HSBC Holdings Plc , the European bank seeking buyers for its non-life insurance assets, will consider selling regional units of the business separately, three people familiar with the matter said.

HSBC may receive offers for its general insurance operations in Asia and Latin America separately, though potential buyers can also submit bids for the global business, said the people. The sale may value HSBC’s non-life insurance assets at $1 billion to $1.5 billion, they said, asking not to be identified because the sale process is private.

Selling the regional operations separately may help HSBC get a higher price for the assets, as some buyers are only interested in acquisitions in Asia and Latin America, the people said. MS&AD Insurance Group Holdings (8725) Inc. and Axa SA are among possible bidders for HSBC’s non-life insurance business, people with knowledge of the matter said.

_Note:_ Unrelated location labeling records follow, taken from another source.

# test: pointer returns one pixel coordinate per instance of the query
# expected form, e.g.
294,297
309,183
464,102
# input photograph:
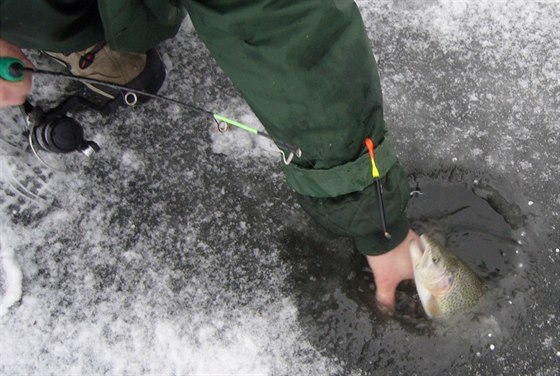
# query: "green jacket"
305,68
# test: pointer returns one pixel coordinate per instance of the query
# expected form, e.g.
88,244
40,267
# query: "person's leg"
307,71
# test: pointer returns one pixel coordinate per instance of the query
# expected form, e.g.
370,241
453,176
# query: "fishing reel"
55,132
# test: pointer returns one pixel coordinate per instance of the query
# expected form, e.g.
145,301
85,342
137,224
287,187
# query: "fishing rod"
12,69
378,188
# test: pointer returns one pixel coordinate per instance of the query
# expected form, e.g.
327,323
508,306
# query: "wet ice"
138,261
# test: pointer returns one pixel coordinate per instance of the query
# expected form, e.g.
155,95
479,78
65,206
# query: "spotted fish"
445,284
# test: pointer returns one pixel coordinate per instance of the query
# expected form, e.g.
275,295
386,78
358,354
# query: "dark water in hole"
334,287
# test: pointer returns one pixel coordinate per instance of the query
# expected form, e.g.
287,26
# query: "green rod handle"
11,69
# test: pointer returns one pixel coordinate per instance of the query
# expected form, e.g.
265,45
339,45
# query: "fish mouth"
426,272
419,252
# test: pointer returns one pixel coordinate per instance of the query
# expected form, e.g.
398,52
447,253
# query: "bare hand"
389,269
14,93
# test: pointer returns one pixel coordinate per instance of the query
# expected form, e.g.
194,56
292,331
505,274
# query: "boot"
140,71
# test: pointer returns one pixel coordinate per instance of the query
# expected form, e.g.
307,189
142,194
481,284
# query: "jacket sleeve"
307,71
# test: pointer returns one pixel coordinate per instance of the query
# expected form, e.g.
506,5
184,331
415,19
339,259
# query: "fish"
446,285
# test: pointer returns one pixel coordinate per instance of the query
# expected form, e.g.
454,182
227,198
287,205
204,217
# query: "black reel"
53,131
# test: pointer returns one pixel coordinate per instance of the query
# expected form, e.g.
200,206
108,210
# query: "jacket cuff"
344,179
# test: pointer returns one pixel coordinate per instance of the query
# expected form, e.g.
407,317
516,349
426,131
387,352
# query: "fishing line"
130,98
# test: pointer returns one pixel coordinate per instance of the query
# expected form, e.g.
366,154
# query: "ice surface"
173,251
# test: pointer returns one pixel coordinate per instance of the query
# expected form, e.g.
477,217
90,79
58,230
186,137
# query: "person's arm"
14,93
307,71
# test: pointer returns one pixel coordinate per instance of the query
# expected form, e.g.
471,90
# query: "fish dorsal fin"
432,307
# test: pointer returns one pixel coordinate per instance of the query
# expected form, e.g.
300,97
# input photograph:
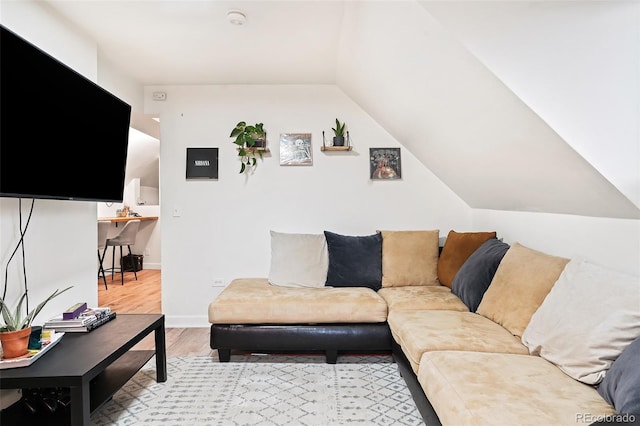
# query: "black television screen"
61,135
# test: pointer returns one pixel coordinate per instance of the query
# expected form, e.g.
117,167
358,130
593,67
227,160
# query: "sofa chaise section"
251,314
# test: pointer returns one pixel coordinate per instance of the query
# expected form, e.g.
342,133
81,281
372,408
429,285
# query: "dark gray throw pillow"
354,261
621,385
474,276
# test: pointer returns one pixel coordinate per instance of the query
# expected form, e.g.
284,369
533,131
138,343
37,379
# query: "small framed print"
385,163
202,163
295,149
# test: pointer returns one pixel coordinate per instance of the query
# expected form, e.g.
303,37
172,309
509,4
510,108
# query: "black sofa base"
328,338
422,403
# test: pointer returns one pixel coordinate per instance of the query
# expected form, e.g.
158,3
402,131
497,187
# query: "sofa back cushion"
298,260
410,258
475,275
590,315
522,281
354,261
457,249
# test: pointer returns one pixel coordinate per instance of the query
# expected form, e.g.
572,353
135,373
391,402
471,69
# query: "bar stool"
103,230
126,237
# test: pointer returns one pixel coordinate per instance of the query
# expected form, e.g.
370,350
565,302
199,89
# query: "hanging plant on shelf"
251,141
338,131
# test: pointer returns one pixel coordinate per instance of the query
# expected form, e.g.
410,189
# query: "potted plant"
251,141
14,333
338,131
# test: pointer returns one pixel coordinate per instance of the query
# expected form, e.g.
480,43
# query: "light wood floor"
144,297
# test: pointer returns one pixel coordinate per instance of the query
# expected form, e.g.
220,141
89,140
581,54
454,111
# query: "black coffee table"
92,365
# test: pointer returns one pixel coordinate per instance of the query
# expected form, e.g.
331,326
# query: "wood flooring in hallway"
144,297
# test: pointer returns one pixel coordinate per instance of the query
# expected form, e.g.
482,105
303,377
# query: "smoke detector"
235,17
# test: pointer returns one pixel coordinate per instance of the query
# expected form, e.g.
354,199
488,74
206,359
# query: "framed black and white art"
202,163
385,163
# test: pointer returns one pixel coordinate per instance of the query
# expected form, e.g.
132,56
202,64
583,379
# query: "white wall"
418,81
222,231
576,64
60,243
614,243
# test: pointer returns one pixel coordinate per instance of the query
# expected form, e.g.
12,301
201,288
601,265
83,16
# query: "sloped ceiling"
415,67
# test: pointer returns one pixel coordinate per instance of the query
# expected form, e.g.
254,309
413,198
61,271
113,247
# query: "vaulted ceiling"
465,86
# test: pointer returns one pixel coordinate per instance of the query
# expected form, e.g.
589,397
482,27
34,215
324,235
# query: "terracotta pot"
14,343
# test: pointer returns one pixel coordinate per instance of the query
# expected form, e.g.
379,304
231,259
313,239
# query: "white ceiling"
191,42
363,46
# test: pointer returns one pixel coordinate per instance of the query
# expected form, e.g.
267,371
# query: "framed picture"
202,163
295,149
384,163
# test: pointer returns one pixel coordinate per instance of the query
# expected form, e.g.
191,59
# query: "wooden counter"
117,220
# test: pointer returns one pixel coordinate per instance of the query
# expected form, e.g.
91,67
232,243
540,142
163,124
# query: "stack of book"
87,320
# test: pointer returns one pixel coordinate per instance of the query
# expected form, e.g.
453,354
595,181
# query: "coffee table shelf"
116,375
92,365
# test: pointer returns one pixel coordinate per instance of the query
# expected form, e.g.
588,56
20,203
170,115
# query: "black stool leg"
101,270
121,267
133,265
113,262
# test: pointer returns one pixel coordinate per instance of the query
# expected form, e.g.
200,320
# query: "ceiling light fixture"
235,17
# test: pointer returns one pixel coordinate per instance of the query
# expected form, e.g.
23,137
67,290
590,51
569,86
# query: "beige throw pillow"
588,318
298,260
457,249
522,281
410,258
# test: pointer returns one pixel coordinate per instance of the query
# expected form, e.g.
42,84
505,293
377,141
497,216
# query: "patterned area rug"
261,391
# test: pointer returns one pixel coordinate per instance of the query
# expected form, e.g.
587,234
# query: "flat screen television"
61,135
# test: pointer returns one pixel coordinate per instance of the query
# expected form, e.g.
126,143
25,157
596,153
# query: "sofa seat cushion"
472,388
422,297
418,332
255,301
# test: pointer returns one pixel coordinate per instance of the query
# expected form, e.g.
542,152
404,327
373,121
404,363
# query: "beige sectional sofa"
483,332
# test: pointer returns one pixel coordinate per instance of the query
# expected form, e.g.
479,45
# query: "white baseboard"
186,321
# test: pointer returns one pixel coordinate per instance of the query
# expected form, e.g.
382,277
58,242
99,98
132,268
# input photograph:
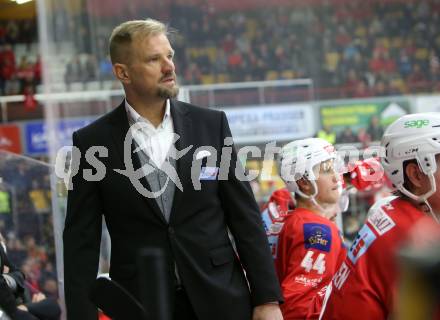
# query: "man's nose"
167,65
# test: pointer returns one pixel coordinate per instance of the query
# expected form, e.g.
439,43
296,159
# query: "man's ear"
121,72
304,185
417,179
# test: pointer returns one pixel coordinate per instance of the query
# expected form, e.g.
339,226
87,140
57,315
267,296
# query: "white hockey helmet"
299,158
414,136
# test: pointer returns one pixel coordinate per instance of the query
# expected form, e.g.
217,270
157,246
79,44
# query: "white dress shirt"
155,141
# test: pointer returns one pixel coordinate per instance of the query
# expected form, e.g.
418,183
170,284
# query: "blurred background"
281,70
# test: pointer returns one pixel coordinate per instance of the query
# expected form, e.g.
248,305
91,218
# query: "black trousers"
183,309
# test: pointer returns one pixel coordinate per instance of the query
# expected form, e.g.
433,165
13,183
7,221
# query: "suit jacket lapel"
119,129
182,127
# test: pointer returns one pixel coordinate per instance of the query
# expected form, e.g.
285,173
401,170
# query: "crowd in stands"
19,74
26,223
354,49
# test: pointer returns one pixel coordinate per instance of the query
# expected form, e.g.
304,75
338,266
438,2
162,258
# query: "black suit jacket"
196,237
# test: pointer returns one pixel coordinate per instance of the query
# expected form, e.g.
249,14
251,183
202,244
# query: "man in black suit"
185,213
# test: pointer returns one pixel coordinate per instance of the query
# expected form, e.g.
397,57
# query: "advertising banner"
361,120
262,124
37,134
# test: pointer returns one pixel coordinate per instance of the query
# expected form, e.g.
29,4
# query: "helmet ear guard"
414,136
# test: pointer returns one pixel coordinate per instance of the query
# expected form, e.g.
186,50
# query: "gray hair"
123,35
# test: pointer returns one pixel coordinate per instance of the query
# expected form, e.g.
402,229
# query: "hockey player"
274,213
365,285
309,245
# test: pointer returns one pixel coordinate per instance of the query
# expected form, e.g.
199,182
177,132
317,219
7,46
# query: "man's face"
434,200
327,183
151,68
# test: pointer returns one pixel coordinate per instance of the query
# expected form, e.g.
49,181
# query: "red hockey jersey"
309,252
365,285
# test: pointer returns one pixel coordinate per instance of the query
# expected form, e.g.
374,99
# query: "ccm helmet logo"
416,123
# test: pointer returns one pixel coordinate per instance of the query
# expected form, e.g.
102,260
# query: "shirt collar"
134,116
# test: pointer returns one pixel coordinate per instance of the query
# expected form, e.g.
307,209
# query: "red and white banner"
10,138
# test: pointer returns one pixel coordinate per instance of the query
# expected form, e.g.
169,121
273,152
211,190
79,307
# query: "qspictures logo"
208,163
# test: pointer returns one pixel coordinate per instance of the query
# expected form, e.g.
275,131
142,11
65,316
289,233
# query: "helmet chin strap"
312,197
423,199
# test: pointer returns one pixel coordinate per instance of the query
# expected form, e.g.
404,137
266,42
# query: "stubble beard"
167,93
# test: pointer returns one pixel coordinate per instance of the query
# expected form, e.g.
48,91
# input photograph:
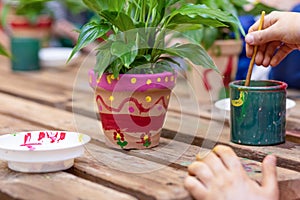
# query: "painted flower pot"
132,107
258,112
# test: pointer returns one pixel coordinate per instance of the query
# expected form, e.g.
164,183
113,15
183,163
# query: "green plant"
208,35
3,51
138,29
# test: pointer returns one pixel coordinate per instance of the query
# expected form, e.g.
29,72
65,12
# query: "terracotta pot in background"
132,108
41,29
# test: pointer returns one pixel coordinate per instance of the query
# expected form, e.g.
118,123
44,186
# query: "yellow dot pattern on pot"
133,80
148,99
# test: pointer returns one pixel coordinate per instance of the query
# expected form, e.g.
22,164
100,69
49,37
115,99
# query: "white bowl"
55,56
224,104
42,151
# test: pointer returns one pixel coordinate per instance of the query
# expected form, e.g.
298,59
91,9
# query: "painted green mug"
258,112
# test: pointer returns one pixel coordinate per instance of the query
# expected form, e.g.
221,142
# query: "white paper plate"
42,151
55,56
224,104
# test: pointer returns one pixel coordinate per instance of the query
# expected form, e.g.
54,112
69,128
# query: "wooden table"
60,99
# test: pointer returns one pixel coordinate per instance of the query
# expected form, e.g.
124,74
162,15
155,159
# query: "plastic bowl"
42,151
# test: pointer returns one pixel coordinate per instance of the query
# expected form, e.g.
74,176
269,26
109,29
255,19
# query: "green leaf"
126,52
88,34
119,19
104,57
201,14
3,51
100,5
193,52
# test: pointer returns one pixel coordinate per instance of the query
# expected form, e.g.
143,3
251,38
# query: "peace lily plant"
148,22
134,72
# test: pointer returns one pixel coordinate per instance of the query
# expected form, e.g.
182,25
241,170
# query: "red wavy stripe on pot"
135,101
131,123
133,82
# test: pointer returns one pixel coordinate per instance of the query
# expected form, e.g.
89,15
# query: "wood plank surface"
49,186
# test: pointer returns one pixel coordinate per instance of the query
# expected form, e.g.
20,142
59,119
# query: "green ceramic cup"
25,54
258,112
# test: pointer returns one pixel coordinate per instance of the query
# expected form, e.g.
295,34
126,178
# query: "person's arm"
279,36
220,175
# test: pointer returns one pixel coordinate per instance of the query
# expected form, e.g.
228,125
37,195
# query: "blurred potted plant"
34,18
134,74
27,20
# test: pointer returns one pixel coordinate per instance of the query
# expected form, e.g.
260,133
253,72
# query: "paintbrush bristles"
248,78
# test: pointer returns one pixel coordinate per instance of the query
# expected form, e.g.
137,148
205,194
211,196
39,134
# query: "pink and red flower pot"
132,107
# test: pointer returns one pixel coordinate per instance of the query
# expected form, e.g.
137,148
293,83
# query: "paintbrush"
247,83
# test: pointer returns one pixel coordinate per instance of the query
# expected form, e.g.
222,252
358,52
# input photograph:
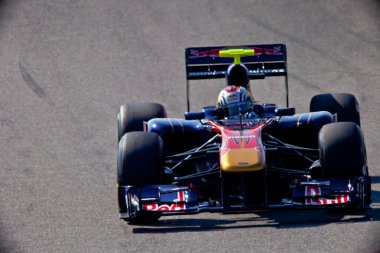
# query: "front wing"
172,199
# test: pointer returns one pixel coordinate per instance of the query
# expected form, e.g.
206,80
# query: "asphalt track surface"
67,66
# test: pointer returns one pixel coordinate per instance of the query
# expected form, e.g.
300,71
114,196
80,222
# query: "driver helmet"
237,75
233,101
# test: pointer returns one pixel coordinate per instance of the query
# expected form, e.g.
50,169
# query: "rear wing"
205,63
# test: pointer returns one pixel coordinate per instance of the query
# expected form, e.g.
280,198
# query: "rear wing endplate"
205,63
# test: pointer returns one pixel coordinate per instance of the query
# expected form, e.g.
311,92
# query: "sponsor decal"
181,197
340,199
232,97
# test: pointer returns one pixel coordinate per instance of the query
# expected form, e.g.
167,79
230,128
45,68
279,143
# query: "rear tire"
131,117
343,104
139,163
342,150
343,155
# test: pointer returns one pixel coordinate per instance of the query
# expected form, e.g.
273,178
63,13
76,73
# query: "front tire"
343,155
139,163
131,117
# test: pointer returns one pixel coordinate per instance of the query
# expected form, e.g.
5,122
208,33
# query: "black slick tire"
343,104
131,116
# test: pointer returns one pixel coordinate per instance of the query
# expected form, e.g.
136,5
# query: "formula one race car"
211,162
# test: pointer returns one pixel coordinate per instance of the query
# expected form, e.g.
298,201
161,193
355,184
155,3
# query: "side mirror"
285,111
194,115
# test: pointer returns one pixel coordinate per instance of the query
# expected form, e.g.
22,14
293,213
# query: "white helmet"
234,100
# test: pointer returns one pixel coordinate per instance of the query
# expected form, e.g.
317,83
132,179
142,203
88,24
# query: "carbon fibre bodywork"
194,180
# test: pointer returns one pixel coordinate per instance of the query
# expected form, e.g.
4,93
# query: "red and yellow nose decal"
242,151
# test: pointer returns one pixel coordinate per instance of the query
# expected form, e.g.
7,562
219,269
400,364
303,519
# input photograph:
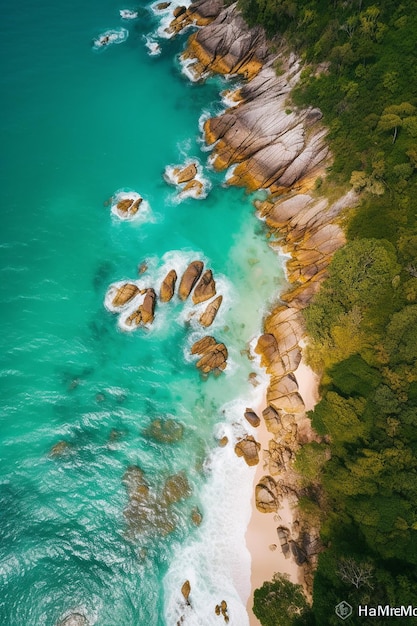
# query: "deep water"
78,393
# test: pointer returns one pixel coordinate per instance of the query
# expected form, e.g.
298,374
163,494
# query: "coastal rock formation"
252,418
124,294
221,609
272,420
196,516
273,146
266,495
205,288
188,178
195,186
186,174
200,13
249,449
189,279
148,306
213,355
144,314
209,314
129,205
168,286
186,590
226,45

“Profit margins have been under pressure” in general insurance, said Dominic Chan, an analyst at BNP Paribas SA in Hong Kong. “If HSBC finds this business not profitable in some markets, it’s logical for them to exit those markets.”

Gareth Hewett, a spokesman for HSBC in Hong Kong, declined to comment on the sale process. Spokespeople for MS&AD, Japan’s biggest non-life insurer, and Axa, Europe’s second-largest insurer, also declined to comment.

TOUGHER RULES
HSBC, Europe’s largest bank, reported $1 billion of “net written insurance premiums” for its non-life business last year, down from $1.1 billion in 2009, according to its annual report. Net premiums in Asia accounted for about a third of the total, while Latin America made up 42 per cent, the report showed.

Chief Executive Officer Stuart Gulliver is reversing HSBC’s expansion over the past two decades, selling assets and cutting jobs as the euro-area debt crisis saps profit and regulators demand thicker capital buffers.